La linea principale del Giavazzi-pensiero, pienamente condivisa dalla Gelmini, ruota intorno all’idea di autonomia: nuova governance degli atenei, con Cda autonomo rispetto al Senato accademico, e non guidato dal rettore. Proposta tanto giusta, quanto naturalmente avversata da chi non vuole perdere il controllo sugli atenei. Ed è per questo che nasce il lecito sospetto che non sia soltanto il ministro dell’Economia a tenere chiuso il cassetto della Gelmini, ma anche una buona parte dei rettori.
L’altra idea coraggiosa, su cui l’economista è tornato con particolare forza nell’editoriale di ieri, è quella relativa alle tasse universitarie: proporne l’innalzamento è decisione politica assai difficile. Giavazzi non è certo l’unico a sostenerne l’opportunità: da tempo anche un altro autorevole editorialista del Corriere come Angelo Panebianco insiste su questo punto.

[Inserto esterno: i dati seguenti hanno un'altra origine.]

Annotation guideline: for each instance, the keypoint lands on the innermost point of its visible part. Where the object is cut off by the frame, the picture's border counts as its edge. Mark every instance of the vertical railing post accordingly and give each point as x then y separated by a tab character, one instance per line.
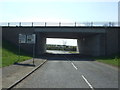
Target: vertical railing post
45	24
59	24
20	24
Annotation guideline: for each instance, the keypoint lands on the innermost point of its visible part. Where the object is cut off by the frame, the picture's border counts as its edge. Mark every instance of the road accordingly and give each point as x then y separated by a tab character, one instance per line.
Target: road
65	73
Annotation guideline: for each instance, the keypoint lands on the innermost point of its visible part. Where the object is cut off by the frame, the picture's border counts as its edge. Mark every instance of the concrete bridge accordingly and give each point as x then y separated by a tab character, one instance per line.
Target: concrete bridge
95	41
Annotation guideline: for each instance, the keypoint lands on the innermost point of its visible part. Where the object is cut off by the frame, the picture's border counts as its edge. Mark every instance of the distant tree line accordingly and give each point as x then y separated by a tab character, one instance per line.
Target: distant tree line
61	47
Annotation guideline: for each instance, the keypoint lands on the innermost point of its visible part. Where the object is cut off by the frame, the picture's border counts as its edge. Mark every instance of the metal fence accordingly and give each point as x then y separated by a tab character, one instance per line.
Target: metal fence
74	24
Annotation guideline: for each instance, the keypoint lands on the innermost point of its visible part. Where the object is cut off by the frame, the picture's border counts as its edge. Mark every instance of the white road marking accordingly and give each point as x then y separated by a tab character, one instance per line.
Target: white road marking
87	82
74	66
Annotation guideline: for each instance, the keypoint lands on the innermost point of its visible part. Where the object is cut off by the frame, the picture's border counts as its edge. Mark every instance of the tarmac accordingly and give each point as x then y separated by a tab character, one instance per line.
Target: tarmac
13	74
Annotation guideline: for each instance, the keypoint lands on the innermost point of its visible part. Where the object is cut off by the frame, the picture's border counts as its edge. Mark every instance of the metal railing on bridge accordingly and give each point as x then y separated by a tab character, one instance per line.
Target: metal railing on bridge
60	24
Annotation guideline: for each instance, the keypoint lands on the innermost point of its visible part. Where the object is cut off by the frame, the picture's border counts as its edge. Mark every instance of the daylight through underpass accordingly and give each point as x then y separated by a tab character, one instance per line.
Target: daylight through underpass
61	46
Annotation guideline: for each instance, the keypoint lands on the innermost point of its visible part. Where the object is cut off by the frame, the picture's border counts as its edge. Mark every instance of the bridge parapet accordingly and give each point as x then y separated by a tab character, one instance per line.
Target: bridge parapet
61	24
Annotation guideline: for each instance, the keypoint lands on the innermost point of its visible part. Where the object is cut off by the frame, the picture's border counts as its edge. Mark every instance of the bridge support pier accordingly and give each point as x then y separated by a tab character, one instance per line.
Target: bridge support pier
91	45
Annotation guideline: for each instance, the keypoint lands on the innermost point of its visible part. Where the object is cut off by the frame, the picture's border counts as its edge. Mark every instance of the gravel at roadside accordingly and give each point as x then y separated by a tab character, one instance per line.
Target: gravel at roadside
13	73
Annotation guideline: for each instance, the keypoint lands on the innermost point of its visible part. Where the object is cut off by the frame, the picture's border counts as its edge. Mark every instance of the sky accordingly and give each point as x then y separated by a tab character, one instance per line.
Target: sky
59	11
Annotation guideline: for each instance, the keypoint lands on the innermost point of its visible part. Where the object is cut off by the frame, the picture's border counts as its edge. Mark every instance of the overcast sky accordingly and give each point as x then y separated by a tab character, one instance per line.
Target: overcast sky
59	11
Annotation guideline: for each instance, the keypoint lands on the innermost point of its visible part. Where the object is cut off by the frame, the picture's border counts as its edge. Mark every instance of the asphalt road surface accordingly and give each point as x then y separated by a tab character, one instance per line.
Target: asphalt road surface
72	73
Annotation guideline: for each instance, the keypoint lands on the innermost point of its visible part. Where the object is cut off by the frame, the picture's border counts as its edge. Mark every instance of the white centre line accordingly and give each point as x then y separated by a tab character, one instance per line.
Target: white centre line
87	82
74	66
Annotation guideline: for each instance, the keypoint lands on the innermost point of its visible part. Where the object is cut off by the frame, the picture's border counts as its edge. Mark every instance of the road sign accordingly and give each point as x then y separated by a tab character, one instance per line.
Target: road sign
31	38
22	38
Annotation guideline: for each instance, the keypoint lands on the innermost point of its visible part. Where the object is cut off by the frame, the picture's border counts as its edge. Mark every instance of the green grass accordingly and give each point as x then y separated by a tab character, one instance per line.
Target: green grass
10	54
113	60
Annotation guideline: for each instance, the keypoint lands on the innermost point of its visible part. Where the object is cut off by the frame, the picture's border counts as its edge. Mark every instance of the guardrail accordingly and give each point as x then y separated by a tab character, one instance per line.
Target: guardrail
75	24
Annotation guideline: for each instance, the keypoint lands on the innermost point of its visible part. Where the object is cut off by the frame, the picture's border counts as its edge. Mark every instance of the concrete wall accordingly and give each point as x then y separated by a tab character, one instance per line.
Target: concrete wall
100	41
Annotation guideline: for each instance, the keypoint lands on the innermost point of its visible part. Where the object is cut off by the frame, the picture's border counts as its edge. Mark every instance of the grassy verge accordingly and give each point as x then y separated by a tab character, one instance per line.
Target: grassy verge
113	60
10	54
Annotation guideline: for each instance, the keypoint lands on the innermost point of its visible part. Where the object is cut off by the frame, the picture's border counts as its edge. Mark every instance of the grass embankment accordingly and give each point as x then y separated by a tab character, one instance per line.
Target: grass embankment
10	54
112	60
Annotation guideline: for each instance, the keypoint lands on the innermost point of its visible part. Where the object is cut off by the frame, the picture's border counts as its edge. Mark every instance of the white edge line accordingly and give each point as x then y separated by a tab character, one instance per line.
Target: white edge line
87	82
74	66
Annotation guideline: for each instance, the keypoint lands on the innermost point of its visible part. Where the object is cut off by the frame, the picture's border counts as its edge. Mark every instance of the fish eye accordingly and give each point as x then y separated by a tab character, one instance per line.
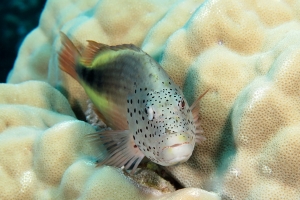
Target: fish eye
149	111
181	103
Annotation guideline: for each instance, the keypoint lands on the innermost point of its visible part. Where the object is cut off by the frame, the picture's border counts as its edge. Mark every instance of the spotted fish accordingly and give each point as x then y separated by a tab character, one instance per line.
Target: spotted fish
133	95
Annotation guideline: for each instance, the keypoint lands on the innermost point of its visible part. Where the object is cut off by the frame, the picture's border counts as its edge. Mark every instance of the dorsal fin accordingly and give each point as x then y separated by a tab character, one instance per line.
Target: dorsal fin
94	48
68	56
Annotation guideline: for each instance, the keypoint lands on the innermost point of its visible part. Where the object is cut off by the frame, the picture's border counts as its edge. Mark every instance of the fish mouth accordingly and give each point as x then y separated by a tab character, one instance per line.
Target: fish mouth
175	145
177	153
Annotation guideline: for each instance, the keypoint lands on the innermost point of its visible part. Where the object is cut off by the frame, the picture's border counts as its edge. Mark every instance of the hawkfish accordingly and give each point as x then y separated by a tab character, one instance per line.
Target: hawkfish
134	96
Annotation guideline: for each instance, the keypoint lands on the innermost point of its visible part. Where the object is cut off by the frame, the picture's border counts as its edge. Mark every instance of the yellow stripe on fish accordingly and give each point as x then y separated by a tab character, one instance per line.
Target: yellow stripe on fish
137	99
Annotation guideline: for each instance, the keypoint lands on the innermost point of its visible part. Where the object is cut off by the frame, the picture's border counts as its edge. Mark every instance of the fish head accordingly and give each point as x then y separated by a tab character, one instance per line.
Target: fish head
171	128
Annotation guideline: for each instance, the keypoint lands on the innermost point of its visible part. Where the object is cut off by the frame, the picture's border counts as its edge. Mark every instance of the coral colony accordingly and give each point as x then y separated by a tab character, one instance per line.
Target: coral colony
245	52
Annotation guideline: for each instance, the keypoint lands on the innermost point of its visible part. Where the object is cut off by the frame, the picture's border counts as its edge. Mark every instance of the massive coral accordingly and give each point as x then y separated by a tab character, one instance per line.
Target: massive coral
246	52
44	153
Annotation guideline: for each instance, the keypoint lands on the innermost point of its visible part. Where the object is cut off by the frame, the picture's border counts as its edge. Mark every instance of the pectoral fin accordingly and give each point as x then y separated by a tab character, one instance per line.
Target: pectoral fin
121	148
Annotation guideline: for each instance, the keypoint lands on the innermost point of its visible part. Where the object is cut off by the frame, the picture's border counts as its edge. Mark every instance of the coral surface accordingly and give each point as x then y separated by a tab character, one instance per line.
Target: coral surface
44	153
245	51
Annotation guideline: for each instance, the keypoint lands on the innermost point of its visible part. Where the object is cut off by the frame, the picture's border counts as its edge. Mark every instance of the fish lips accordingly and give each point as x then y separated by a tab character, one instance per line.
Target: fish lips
177	153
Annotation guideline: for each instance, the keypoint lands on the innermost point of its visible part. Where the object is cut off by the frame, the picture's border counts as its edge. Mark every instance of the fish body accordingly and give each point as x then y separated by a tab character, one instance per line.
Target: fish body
138	100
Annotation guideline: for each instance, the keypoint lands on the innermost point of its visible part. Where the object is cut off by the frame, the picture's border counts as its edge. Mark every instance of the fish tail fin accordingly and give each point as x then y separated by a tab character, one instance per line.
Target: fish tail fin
68	56
195	112
121	149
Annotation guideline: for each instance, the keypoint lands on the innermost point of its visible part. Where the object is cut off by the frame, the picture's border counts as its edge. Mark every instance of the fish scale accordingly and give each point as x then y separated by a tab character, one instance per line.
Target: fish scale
133	95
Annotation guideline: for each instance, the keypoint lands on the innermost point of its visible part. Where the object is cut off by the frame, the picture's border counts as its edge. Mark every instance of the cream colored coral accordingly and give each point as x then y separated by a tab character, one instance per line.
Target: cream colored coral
245	51
45	154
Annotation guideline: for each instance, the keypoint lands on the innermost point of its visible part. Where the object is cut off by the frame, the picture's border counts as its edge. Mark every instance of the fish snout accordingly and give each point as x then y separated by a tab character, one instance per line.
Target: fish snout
177	149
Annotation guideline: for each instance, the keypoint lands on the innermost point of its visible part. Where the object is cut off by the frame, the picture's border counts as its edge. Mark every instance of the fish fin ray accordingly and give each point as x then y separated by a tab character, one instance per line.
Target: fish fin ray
68	56
120	146
195	108
93	116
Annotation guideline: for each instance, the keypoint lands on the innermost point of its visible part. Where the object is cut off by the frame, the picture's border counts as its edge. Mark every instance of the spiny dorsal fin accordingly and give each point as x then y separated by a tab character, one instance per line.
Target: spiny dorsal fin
68	56
94	48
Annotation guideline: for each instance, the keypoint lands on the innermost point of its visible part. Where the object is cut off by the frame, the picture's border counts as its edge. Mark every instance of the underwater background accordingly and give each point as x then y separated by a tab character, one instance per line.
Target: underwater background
19	17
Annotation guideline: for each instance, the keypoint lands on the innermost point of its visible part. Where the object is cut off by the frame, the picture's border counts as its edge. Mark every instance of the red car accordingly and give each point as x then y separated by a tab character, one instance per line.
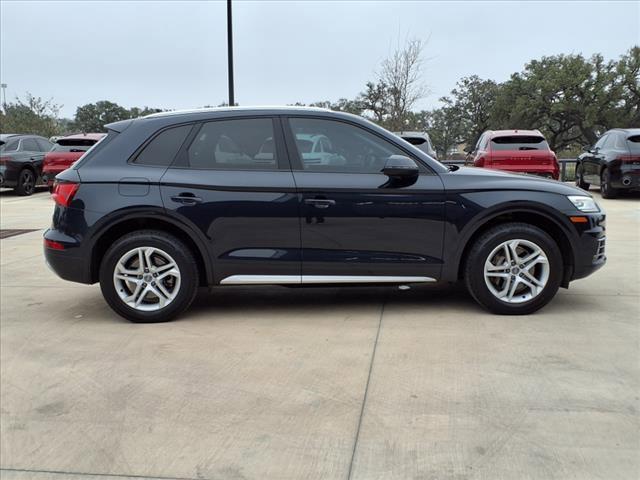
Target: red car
65	151
522	151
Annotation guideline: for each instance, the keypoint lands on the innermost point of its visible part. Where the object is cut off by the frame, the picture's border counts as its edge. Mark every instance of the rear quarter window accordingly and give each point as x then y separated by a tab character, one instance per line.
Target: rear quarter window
163	148
519	142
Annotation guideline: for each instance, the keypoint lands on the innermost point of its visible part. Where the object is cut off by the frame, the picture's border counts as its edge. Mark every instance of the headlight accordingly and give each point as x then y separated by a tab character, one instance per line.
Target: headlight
584	204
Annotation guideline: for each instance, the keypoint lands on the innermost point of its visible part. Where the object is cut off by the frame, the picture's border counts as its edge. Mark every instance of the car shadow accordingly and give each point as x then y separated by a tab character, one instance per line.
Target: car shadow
254	300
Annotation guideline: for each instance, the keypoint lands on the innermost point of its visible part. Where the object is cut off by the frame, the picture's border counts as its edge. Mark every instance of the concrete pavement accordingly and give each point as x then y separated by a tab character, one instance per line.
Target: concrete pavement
361	383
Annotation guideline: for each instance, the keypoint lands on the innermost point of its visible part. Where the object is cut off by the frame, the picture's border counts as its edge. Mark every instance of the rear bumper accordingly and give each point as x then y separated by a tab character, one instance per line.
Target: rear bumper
69	263
549	171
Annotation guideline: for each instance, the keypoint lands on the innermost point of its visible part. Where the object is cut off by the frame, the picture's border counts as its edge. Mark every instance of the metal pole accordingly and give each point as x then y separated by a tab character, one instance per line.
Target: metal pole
230	53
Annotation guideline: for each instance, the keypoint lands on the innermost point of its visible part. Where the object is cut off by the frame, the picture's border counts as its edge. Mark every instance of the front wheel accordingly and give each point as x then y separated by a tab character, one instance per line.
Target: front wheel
514	269
26	182
149	276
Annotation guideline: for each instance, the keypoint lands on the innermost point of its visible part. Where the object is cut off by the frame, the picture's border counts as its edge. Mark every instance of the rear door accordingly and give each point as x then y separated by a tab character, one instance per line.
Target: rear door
231	180
356	226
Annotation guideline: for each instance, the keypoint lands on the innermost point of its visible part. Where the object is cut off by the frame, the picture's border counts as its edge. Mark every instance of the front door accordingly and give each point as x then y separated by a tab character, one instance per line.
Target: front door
355	225
233	183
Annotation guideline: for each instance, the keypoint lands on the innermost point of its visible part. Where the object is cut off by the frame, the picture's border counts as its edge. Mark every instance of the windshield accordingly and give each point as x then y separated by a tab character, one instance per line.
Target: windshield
519	142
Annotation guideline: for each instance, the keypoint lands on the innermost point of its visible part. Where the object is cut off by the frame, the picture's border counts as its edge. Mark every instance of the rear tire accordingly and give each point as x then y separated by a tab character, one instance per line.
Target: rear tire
513	269
580	183
149	276
26	183
606	190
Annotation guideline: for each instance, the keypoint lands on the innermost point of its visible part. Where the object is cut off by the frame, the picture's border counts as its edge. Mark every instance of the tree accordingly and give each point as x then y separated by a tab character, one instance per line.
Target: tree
445	127
571	99
375	99
402	75
471	102
33	115
94	116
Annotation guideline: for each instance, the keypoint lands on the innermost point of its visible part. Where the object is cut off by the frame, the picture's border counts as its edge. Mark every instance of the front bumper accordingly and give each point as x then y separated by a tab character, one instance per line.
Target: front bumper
590	249
69	263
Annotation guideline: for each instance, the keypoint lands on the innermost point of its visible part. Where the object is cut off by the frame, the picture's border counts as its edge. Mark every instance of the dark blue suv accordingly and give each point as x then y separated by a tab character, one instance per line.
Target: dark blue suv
296	196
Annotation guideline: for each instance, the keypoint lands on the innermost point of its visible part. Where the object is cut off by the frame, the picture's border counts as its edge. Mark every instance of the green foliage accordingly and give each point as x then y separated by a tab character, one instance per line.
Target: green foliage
33	115
94	116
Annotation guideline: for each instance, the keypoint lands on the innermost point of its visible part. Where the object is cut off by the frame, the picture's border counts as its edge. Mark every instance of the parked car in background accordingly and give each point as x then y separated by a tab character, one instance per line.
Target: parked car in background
159	208
613	163
65	151
21	158
421	140
521	151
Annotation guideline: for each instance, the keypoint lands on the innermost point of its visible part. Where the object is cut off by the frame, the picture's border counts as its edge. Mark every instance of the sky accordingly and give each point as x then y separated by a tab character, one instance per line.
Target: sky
172	54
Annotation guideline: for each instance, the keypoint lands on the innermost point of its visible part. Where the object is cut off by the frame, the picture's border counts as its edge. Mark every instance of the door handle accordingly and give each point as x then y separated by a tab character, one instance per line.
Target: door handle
186	199
320	202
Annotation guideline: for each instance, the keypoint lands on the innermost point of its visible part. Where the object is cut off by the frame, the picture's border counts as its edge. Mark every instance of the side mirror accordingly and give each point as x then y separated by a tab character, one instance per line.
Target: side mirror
399	166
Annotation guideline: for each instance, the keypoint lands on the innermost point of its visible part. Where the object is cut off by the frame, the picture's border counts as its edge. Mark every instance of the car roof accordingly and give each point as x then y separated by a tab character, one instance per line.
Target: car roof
262	108
83	136
515	132
627	131
413	134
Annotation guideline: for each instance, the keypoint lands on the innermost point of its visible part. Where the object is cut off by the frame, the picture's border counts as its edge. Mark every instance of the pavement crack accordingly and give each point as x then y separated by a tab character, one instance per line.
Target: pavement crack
366	392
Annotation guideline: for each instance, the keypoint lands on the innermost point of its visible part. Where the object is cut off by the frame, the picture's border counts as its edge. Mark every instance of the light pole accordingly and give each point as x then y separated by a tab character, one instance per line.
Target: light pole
4	96
230	54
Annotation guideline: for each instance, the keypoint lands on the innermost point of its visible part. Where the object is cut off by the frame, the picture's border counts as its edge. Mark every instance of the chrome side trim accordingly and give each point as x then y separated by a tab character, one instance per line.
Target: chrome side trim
260	280
363	279
318	279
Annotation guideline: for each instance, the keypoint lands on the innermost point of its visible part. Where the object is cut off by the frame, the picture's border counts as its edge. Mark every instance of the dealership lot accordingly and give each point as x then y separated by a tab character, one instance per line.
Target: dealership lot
362	383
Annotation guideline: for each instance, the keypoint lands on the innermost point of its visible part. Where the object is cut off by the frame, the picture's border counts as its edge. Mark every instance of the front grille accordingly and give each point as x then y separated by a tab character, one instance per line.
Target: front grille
600	250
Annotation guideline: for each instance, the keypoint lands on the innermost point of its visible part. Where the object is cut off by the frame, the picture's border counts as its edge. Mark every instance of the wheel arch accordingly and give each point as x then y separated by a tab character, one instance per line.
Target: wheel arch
537	218
145	221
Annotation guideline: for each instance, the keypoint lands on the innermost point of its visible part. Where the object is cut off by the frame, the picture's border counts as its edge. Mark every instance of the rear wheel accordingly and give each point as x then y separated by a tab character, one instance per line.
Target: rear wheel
606	190
149	276
26	182
514	269
580	183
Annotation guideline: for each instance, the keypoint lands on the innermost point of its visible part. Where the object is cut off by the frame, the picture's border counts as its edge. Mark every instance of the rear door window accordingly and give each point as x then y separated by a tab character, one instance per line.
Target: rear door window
162	149
30	145
236	144
519	142
44	145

E d’altronde il riferimento politico non manca: Tony Blair ha varato (affrontando coraggiosamente pesanti contrarietà anche all’interno del suo partito) un’importante riforma in questa direzione, aumentando le tasse universitarie e compensando il provvedimento con il sostegno al diritto allo studio tramite borse e altre soluzioni, come ad esempio il prestito d’onore. La strada è sicuramente giusta, e più che auspicabile; inoltre è anche culturalmente in linea con l’impostazione “anti-sessantottina” dell’attuale ministro. Francamente non saprei dire se il discorso sulle tasse sia condiviso dai due, o appartenga solo ai desiderata di Giavazzi (che forse deve pur lasciarsi un margine di critica a riforma, eventualmente, approvata).
A prescindere dal fatto che Gelmini voglia o meno fare un passo del genere sulle tasse, è comunque assodato che una riforma dovrà essere fatta: in un modo o nell’altro, quel programma deve uscire dal cassetto. Ne ha bisogno il sistema universitario italiano, troppo ingessato e arretrato; e forse ne ha bisogno anche il ministro, che potrebbe voler chiudere la partita in tempi utili.